Web Magazine for Information Professionals

ECDL-2003 Web Archiving

Michael Day reports on the 3rd ECDL Workshop on Web Archives held in Trondheim, August 2003.

On 21 August 2003, the 3rd ECDL Workshop on Web Archives [1] [2] was held in Trondheim, Norway in association with the 7th European Conference on Digital Libraries (ECDL) [3]. This event was the third in a series of annual workshops that have been held in association with the ECDL conferences held in Darmstadt [4] and Rome [5]. These earlier workshops primarily focused on the activities of legal deposit libraries and the collection strategies and technologies being used by Web archiving initiatives [6]. At the start of the workshop, Julien Masanès of the Bibliothèque nationale de France (BnF) welcomed participants on behalf of the organising committee. He noted that, for the first time, the workshop had issued a call for papers and that, following the peer-review process, ten papers had been accepted for presentation at the workshop. These had been grouped into three broad themes: the design and use of persistent identifiers, the tools being developed and used to support Web archiving, and reports on some experiences.

Identifiers

The first three presentations dealt with the ever-important issue of identifiers. John Kunze of the California Digital Library began with an introduction to the ARK (Archival Resource Key) persistent identifier scheme [7]. Before introducing the scheme itself, Kunze first noted some problems with existing approaches to persistent identification. These tend to be based on the concept of indirection, e.g. names that resolve to URLs at the point of access. In themselves, however, identification schemes based on indirection cannot guarantee persistent access because this is dependent on the stewardship of the objects themselves. Kunze proposes a new approach to persistent identification based on statements of institutional commitment. The ARK identifier is a means of linking to three things, the object itself, its metadata, and a commitment statement from its current provider. The ARK scheme has four components: an (optional) name mapping authority hostport (NMAH) - typically a hostname, the ARK label, a name assigning authority number (NAAN) that would be a globally unique number assigned by the name assigning authority, and the Name assigned by the name mapping authority. An example of an ARK URL (taken from Kunze’s full paper) would be:

http://ark.cdlib.org/ark:/13030/ft4w10060w

The NMAH (e.g. in this example: ark.cdlib.org/) is optional, so that it can be ignored or replaced when technologies and/or service providers change. Full details of the ARK scheme have been published as an Internet-Draft [8].
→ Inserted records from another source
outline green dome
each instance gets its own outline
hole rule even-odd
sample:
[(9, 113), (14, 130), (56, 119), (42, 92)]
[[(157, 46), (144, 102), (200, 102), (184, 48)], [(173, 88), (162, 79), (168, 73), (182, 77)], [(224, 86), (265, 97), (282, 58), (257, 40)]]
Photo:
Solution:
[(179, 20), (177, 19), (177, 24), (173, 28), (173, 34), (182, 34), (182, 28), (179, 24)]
This was followed by a presentation on the identification of network accessible documents by Carol van Nuys and Ketil Albertsen of the National Library of Norway [9]. The context was the National Library’s Paradigma (Preservation, Arrangement & Retrieval of Assorted DIGital MAterials) Project, which is investigating procedures for the selection, registration, and long-term preservation of digital objects [10][11]. Albertsen introduced some of the problems that were associated with identification at different levels of granularity (e.g. items in anthologies) and looked at ways of defining identifiable units at all four levels of IFLA’s Functional Requirements for Bibliographic Records (FRBR) model [12]. As part of this, it was proposed that objects needed identifiers to be assigned at higher abstract levels, i.e. the expression and work levels in FRBR.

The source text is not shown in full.